Monday, September 18, 2017

Mama's Hats

When I was a little girl, my Mama had a big cedar wardrobe that she kept locked.  I can still see the little skeleton key.  She locked it because it was full of things that delight a little girl's heart.  Precious things that need protecting from little sticky hands.

Gorgeous dresses and hats and high heeled shoes all smelling of spicy sachet and cedar.

On the rare occasion that Mama needed to get something from that cedar wardrobe, she would sometimes let me try on the hats and clothes.  As I look through the decades today, I can't think of a single thing in my childhood that made me happier.

Lace and sheer sleeves on the dresses. Buttons in all shapes and sizes. 1940s hats with veils and nets that came down over your face.  Older elaborate hats from the 1920s. Big wide-brimmed Southern Belle hats that made me think of afternoon tea with cookies. High heels to die for.  I'd clomp around the house all decked out in the finery, and Mama would laugh, but I didn't care.  I loved playing dress up.

All my childhood I couldn't wait until I was big enough to really wear those clothes, but I never grew that big.

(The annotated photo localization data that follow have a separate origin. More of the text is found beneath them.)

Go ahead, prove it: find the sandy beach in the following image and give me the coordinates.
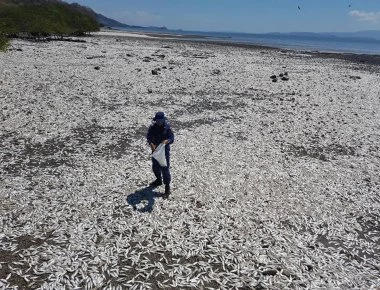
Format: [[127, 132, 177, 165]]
[[1, 31, 379, 289]]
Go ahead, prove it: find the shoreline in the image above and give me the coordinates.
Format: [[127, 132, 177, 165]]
[[94, 30, 380, 68]]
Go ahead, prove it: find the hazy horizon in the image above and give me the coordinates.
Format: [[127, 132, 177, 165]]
[[67, 0, 380, 34]]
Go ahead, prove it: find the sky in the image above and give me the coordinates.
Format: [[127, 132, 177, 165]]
[[67, 0, 380, 33]]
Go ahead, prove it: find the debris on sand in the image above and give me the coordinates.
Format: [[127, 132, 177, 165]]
[[212, 69, 221, 75], [1, 35, 379, 290]]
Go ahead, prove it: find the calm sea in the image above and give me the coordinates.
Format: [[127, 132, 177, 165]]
[[118, 27, 380, 55]]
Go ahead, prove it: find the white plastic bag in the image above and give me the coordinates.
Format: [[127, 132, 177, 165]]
[[152, 143, 167, 167]]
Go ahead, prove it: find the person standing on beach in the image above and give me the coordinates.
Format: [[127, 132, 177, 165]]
[[147, 112, 174, 198]]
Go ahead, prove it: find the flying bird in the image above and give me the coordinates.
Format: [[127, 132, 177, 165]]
[[298, 6, 301, 10]]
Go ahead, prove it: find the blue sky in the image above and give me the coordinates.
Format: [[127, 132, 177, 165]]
[[68, 0, 380, 33]]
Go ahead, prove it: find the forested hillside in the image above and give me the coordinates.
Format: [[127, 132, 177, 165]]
[[0, 0, 99, 49]]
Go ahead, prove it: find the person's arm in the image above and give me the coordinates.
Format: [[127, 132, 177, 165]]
[[162, 127, 174, 145], [167, 128, 174, 144], [147, 126, 156, 152]]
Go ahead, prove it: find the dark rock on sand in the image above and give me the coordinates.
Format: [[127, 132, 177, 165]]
[[87, 56, 105, 60], [152, 69, 159, 75], [94, 66, 100, 70], [262, 269, 277, 276], [212, 69, 221, 75], [148, 89, 153, 93], [16, 48, 23, 51], [261, 242, 270, 248], [270, 75, 277, 79], [143, 57, 153, 62], [305, 264, 314, 271], [272, 78, 278, 82], [281, 77, 289, 81]]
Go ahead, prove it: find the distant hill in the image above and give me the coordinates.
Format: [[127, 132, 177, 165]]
[[0, 0, 100, 36], [95, 13, 144, 29], [94, 11, 167, 31], [0, 0, 167, 42], [322, 31, 380, 41], [0, 0, 62, 4]]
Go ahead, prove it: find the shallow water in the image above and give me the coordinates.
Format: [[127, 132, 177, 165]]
[[120, 27, 380, 55]]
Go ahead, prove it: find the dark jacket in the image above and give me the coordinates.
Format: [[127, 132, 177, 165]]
[[146, 122, 174, 152]]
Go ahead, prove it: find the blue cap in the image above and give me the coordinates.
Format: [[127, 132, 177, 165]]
[[153, 111, 166, 121]]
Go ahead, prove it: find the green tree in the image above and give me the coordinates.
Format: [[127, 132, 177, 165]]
[[0, 1, 100, 39], [0, 34, 8, 51]]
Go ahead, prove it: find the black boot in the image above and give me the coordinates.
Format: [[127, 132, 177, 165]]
[[149, 179, 162, 187], [163, 184, 171, 199]]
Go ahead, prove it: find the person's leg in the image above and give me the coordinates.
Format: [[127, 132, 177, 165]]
[[162, 152, 171, 197], [150, 157, 163, 186], [162, 153, 171, 185]]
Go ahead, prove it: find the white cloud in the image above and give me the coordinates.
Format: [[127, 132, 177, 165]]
[[111, 10, 162, 27], [349, 10, 380, 23]]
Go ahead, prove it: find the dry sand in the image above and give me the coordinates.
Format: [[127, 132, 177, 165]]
[[0, 32, 379, 289], [94, 31, 157, 39]]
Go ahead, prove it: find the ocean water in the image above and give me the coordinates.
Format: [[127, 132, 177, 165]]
[[119, 27, 380, 55]]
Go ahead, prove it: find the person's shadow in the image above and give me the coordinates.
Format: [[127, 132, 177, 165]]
[[126, 186, 164, 213]]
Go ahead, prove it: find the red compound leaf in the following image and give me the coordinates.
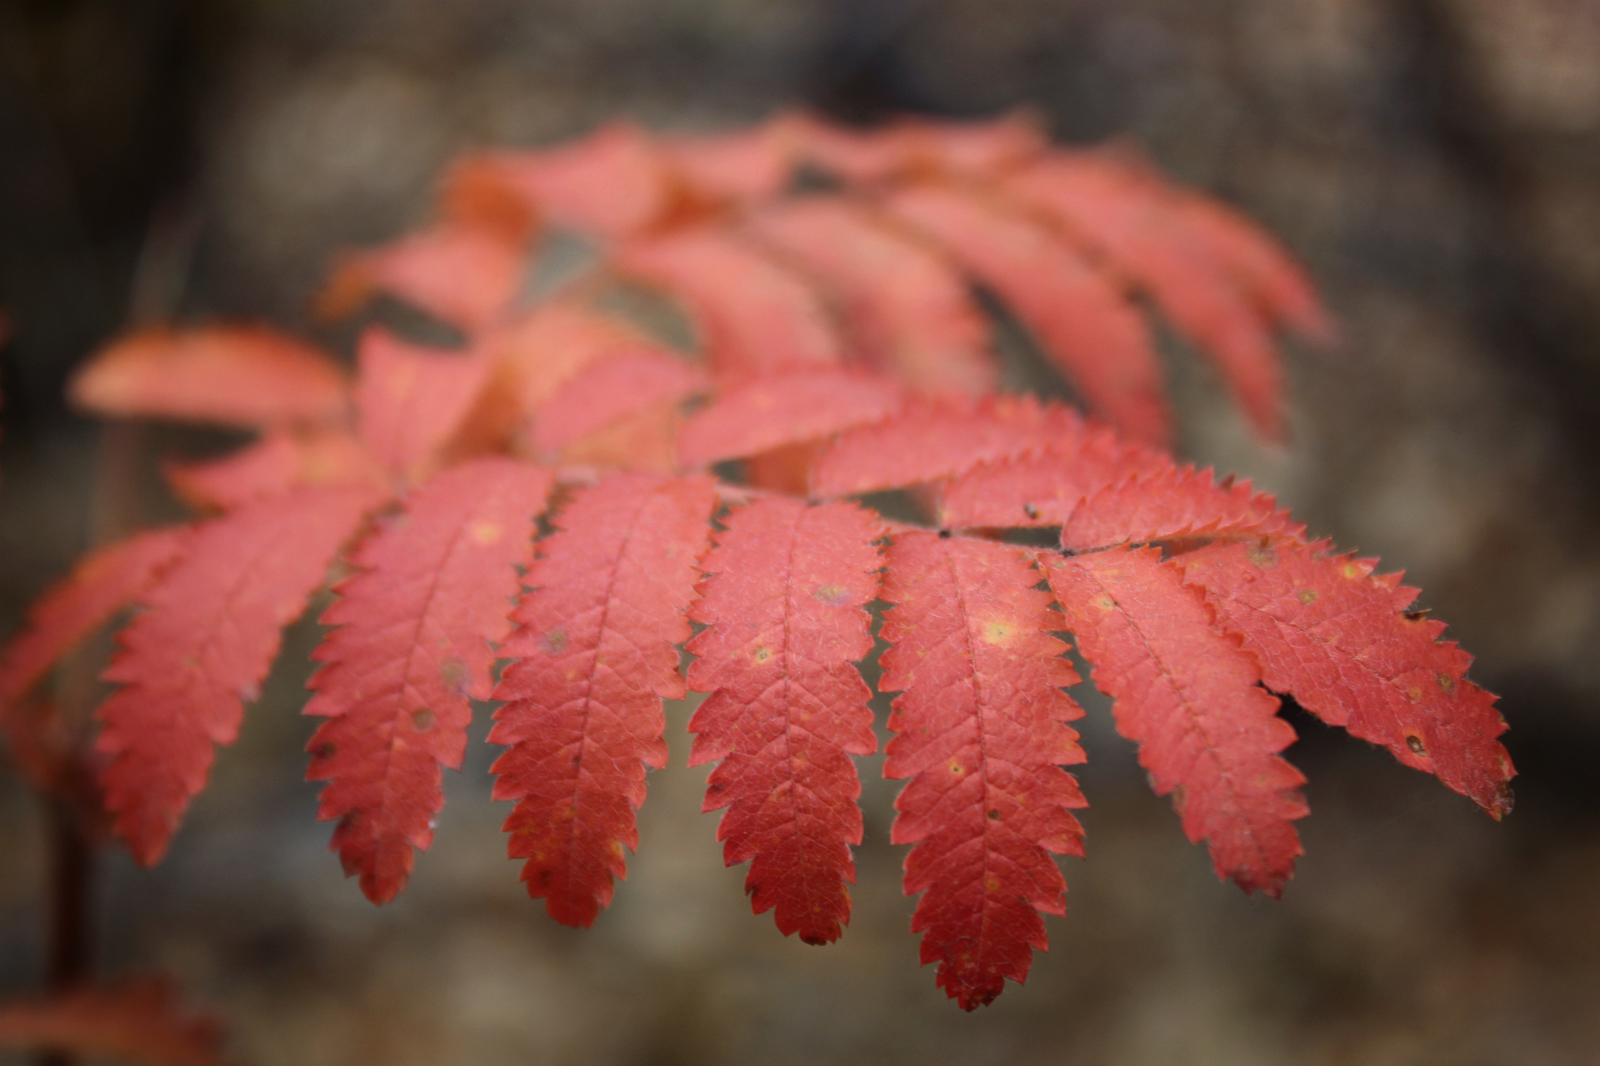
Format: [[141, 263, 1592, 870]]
[[880, 532, 1087, 1010], [70, 325, 350, 428], [319, 222, 527, 331], [1177, 540, 1514, 816], [1045, 547, 1308, 896], [97, 487, 380, 866], [489, 474, 716, 926], [748, 199, 997, 395], [355, 328, 495, 482], [614, 228, 844, 381], [306, 460, 552, 903], [1007, 158, 1286, 439], [531, 350, 707, 458], [686, 498, 883, 943], [882, 184, 1170, 445], [812, 394, 1083, 497], [678, 368, 904, 468], [936, 425, 1170, 529], [0, 975, 232, 1066], [1061, 466, 1305, 551], [163, 429, 386, 512], [0, 528, 190, 709]]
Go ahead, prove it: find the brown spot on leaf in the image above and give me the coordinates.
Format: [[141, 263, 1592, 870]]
[[812, 584, 850, 606], [542, 628, 568, 654], [412, 708, 434, 730], [1405, 734, 1427, 756], [1297, 588, 1318, 605]]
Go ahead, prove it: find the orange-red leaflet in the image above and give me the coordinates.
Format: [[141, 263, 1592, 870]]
[[686, 498, 883, 944], [306, 459, 553, 903], [880, 532, 1087, 1010]]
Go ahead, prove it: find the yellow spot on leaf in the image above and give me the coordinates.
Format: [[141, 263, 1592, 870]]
[[1297, 588, 1318, 605], [471, 521, 502, 545]]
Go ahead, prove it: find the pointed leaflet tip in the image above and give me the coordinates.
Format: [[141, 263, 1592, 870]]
[[306, 459, 552, 904], [318, 222, 527, 332], [686, 498, 883, 944], [1176, 540, 1513, 817], [97, 486, 382, 867], [880, 532, 1087, 1009], [490, 473, 716, 926], [1045, 547, 1307, 896]]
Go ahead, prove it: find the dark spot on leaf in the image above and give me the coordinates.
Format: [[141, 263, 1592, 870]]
[[987, 809, 1001, 820], [1022, 502, 1039, 519], [1297, 588, 1317, 604], [314, 742, 336, 760], [1405, 609, 1431, 622], [542, 628, 568, 654], [1406, 734, 1427, 756], [537, 869, 553, 886], [800, 933, 828, 946], [439, 659, 471, 696], [812, 584, 850, 606], [1437, 673, 1455, 691], [412, 708, 434, 730]]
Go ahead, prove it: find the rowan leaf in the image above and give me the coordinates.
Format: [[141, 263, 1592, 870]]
[[489, 473, 716, 926], [318, 222, 527, 331], [748, 199, 997, 394], [306, 460, 553, 903], [1177, 540, 1513, 816], [0, 528, 190, 709], [812, 395, 1083, 498], [0, 976, 231, 1066], [879, 532, 1086, 1009], [532, 350, 707, 458], [356, 328, 494, 482], [1045, 547, 1307, 896], [936, 425, 1170, 529], [96, 487, 380, 865], [677, 369, 903, 469], [1007, 158, 1286, 439], [882, 184, 1171, 444], [69, 325, 349, 428], [686, 498, 883, 943], [1061, 466, 1304, 552], [614, 229, 844, 380]]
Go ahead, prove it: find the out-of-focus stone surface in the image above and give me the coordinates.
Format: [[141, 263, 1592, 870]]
[[3, 1, 1600, 1063]]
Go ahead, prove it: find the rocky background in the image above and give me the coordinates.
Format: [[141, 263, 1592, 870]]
[[2, 1, 1599, 1063]]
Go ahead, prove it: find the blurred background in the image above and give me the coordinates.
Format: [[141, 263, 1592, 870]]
[[2, 0, 1600, 1062]]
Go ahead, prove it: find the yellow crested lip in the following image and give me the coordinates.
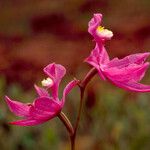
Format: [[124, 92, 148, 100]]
[[96, 26, 113, 39], [97, 26, 105, 32], [41, 77, 53, 87]]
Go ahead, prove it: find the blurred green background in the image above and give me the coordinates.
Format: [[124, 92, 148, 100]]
[[0, 0, 150, 150]]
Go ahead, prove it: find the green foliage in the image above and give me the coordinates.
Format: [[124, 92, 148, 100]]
[[0, 73, 150, 150]]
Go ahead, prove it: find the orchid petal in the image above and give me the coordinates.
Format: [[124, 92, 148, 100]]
[[5, 96, 30, 117], [34, 84, 49, 97], [85, 43, 109, 80], [85, 43, 109, 65], [134, 62, 149, 81], [104, 63, 149, 82], [10, 118, 46, 126], [29, 106, 57, 120], [88, 13, 102, 37], [29, 97, 61, 120], [33, 97, 61, 112], [44, 63, 66, 81], [44, 63, 66, 99], [106, 77, 150, 92], [107, 52, 150, 68], [61, 79, 79, 106]]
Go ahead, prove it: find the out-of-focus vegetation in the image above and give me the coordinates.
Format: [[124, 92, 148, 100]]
[[1, 73, 150, 150], [0, 0, 150, 150]]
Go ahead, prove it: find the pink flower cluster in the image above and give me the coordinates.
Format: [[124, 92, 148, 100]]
[[5, 13, 150, 127], [86, 13, 150, 92]]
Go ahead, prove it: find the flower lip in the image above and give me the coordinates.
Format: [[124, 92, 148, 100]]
[[96, 26, 113, 40], [41, 77, 53, 87]]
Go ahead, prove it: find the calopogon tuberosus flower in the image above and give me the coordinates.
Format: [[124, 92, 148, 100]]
[[86, 13, 150, 92], [88, 13, 113, 42], [5, 63, 79, 126]]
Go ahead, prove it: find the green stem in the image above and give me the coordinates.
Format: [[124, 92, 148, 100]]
[[72, 67, 97, 149], [58, 112, 74, 149], [58, 67, 97, 150]]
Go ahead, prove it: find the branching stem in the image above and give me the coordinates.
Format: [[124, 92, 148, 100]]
[[58, 67, 97, 150], [72, 67, 97, 150]]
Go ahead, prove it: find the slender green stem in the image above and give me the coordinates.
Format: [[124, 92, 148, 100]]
[[58, 112, 74, 136], [72, 67, 97, 150], [58, 112, 74, 149], [79, 67, 98, 89], [58, 68, 97, 150]]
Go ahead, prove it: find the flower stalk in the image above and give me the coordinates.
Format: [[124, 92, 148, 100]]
[[58, 112, 74, 136], [71, 67, 97, 150]]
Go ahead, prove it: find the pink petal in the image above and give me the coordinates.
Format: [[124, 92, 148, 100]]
[[43, 63, 66, 99], [88, 13, 102, 37], [61, 79, 79, 106], [30, 97, 61, 120], [44, 63, 66, 81], [104, 63, 149, 82], [5, 96, 30, 117], [44, 63, 55, 79], [85, 43, 109, 64], [107, 52, 150, 68], [134, 62, 149, 81], [106, 78, 150, 92], [29, 106, 56, 120], [33, 97, 61, 112], [85, 43, 109, 80], [10, 118, 46, 126], [34, 84, 49, 97], [127, 52, 150, 64]]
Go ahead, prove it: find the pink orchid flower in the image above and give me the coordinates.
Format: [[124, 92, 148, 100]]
[[86, 13, 150, 92], [88, 13, 113, 42], [5, 63, 78, 126]]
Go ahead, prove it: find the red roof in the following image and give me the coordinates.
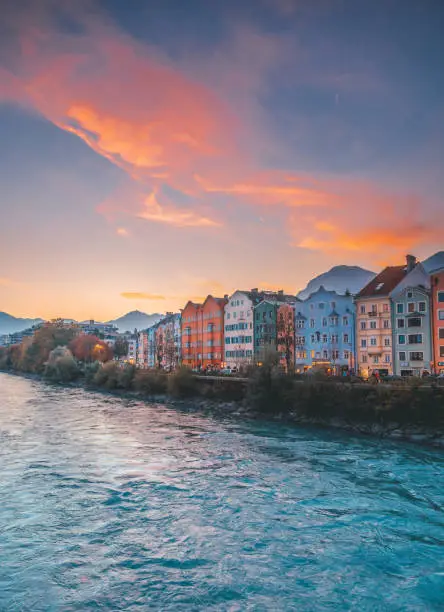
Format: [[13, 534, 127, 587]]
[[356, 265, 407, 298]]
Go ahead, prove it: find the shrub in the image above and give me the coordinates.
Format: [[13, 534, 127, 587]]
[[93, 361, 120, 389], [83, 361, 101, 384], [117, 364, 136, 390], [167, 367, 198, 398], [133, 369, 168, 395], [246, 352, 294, 414], [44, 346, 80, 383]]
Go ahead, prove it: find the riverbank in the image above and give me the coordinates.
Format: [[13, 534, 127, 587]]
[[3, 368, 444, 449]]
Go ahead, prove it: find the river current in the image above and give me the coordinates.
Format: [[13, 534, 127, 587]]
[[1, 372, 444, 610]]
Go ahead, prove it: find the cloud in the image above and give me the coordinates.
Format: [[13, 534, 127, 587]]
[[0, 277, 16, 287], [1, 0, 442, 265], [121, 292, 166, 300]]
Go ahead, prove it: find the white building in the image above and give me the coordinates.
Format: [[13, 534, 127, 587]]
[[224, 290, 257, 369]]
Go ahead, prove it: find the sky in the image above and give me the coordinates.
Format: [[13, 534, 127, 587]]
[[1, 0, 443, 321]]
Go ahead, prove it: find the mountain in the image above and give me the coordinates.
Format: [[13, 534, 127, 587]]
[[297, 265, 376, 300], [0, 312, 43, 335], [422, 251, 444, 273], [107, 310, 162, 332]]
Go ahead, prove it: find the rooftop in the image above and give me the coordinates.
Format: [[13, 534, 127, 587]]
[[356, 265, 407, 298]]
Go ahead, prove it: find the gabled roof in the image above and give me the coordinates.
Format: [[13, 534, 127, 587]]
[[356, 265, 407, 298]]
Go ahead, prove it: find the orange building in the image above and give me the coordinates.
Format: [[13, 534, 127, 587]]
[[181, 295, 227, 369], [431, 267, 444, 374]]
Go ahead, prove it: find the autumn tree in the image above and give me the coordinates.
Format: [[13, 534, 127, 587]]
[[70, 334, 113, 363]]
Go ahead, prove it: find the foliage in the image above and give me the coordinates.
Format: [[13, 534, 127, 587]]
[[113, 337, 129, 359], [133, 368, 168, 395], [93, 361, 120, 389], [44, 346, 80, 383], [167, 367, 198, 398], [70, 334, 113, 363], [246, 350, 293, 414], [83, 361, 101, 384]]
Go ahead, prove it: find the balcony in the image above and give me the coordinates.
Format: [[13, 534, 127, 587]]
[[368, 311, 379, 317]]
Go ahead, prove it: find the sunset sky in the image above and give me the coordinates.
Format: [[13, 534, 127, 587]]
[[1, 0, 443, 321]]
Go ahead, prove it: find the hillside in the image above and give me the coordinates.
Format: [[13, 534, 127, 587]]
[[107, 310, 162, 332], [297, 265, 376, 300], [0, 312, 43, 335]]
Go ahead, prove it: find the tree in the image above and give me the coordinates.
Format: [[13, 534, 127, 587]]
[[277, 309, 295, 374], [113, 337, 129, 360], [44, 346, 80, 382], [70, 334, 113, 363]]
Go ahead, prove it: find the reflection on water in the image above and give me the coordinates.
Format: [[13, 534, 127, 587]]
[[1, 372, 444, 610]]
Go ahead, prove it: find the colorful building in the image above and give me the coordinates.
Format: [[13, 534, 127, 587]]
[[355, 256, 415, 377], [154, 312, 181, 370], [294, 286, 355, 374], [391, 263, 432, 376], [181, 296, 226, 369], [277, 303, 297, 371], [147, 325, 157, 368], [430, 266, 444, 374]]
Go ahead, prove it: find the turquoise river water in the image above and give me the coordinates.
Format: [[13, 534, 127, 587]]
[[1, 372, 444, 611]]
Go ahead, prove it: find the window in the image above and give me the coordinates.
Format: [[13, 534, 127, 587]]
[[440, 346, 444, 358], [408, 334, 422, 344], [310, 319, 315, 328], [362, 354, 368, 363], [361, 339, 367, 348], [375, 283, 384, 291], [323, 350, 329, 359], [383, 319, 390, 329], [384, 337, 390, 347], [407, 317, 421, 328], [371, 304, 377, 313], [318, 302, 325, 309], [410, 352, 424, 361], [407, 291, 413, 299], [343, 316, 349, 326], [344, 350, 350, 359], [233, 312, 237, 319], [439, 311, 444, 321], [407, 302, 415, 313], [438, 292, 444, 303], [322, 334, 328, 343], [396, 303, 404, 314], [373, 356, 379, 364], [398, 335, 406, 345], [383, 303, 390, 313], [311, 334, 315, 343], [384, 354, 391, 363], [399, 351, 407, 361], [361, 321, 367, 330], [343, 333, 349, 343], [439, 329, 444, 340], [310, 303, 314, 310], [330, 316, 339, 326], [360, 305, 366, 314], [370, 321, 377, 329], [418, 302, 426, 312], [322, 317, 328, 327], [397, 319, 405, 328], [225, 337, 230, 344], [296, 319, 305, 329], [332, 350, 339, 360], [227, 312, 231, 320], [331, 301, 336, 309], [370, 337, 377, 346]]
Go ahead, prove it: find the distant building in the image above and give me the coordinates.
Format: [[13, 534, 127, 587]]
[[277, 303, 297, 372], [355, 255, 415, 377], [254, 300, 279, 364], [294, 287, 355, 374], [391, 263, 432, 376], [430, 266, 444, 374], [155, 312, 181, 370], [79, 320, 119, 337]]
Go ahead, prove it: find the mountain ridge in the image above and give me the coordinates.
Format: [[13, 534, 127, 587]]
[[297, 265, 376, 300]]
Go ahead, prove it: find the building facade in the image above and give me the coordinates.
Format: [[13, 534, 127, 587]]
[[254, 300, 279, 364], [391, 264, 432, 376], [224, 291, 255, 369], [431, 267, 444, 374], [294, 286, 355, 374], [277, 303, 296, 372], [154, 312, 181, 370], [355, 257, 415, 377], [181, 296, 226, 369]]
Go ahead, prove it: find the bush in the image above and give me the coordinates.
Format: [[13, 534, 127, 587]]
[[93, 361, 120, 389], [83, 361, 101, 384], [246, 352, 294, 414], [133, 369, 168, 395], [117, 364, 136, 390], [167, 367, 198, 398], [44, 346, 80, 383]]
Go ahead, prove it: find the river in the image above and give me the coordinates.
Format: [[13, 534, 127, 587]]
[[1, 372, 444, 610]]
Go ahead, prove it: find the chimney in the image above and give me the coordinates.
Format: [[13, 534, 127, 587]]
[[278, 289, 284, 296], [224, 294, 228, 300], [406, 254, 417, 272], [251, 288, 258, 294]]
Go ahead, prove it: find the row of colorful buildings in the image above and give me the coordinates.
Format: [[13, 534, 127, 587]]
[[125, 256, 444, 377]]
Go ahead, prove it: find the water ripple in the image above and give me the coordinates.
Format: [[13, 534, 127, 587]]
[[1, 372, 444, 610]]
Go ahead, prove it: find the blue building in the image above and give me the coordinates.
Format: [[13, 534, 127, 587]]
[[294, 286, 356, 374]]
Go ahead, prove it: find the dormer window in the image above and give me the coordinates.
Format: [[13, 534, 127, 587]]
[[375, 283, 384, 291]]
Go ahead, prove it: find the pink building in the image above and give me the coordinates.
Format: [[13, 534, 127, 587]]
[[431, 267, 444, 374]]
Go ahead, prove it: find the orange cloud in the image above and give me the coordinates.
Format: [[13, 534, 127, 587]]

My Mama was 5'11" tall barefoot in her prime and she wore a size 11 narrow shoe.  If she had been born in my time instead of hers, she could have been a fashion model.  Tall and thin and beautiful with milky skin the envy of every woman who saw her and bright green eyes.

The last time I tried on her hats I was a teenager and finished growing.  I knew then that I would never be able to wear her dresses or fill her shoes (in more ways than one).  But the hats!  I loved those hats!

It was in my 20s that I first wondered why Mama had so many beautiful things when she never wore them.  There was nowhere to wear such things in Blacksburg, South Carolina.  Most of the things were even too fancy for church.

One day in my 30s my Mama took a box out of her old cedar wardrobe that I'd never seen before.  It was all the way full of cameos.  Gorgeous cameos.  Necklaces.  Brooches.  Pins.  Beautiful.  Mama asked me if I wanted some of them.  I took two.  I still have them, and I wear them often.  They are beautiful and appear to be from the 1940s.  I asked Mama where she got all those cameos, and she told me people used to give her things.

That is when I realized my Mama had a past I knew nothing about.  I spent decades trying to get Mama to tell me stories about those dresses and hats and cameos.  Where did she wear them?  Was it a party?  Who was she with?  Mama would only ever smile and change the subject.  Which means nothing, of course.  Mama was a secretive thing.  She loved her secrets and took them with her to her grave.

Still, sitting here today thinking about those hats, I wonder.  Yes.  I wonder. Today those old hats smell of adventure to me!  Adventure and mystery, and I can't help but wonder whatever happened to them. I'm guessing they, too, took their secrets to their graves, but I think I will never know for sure.  Not in this life.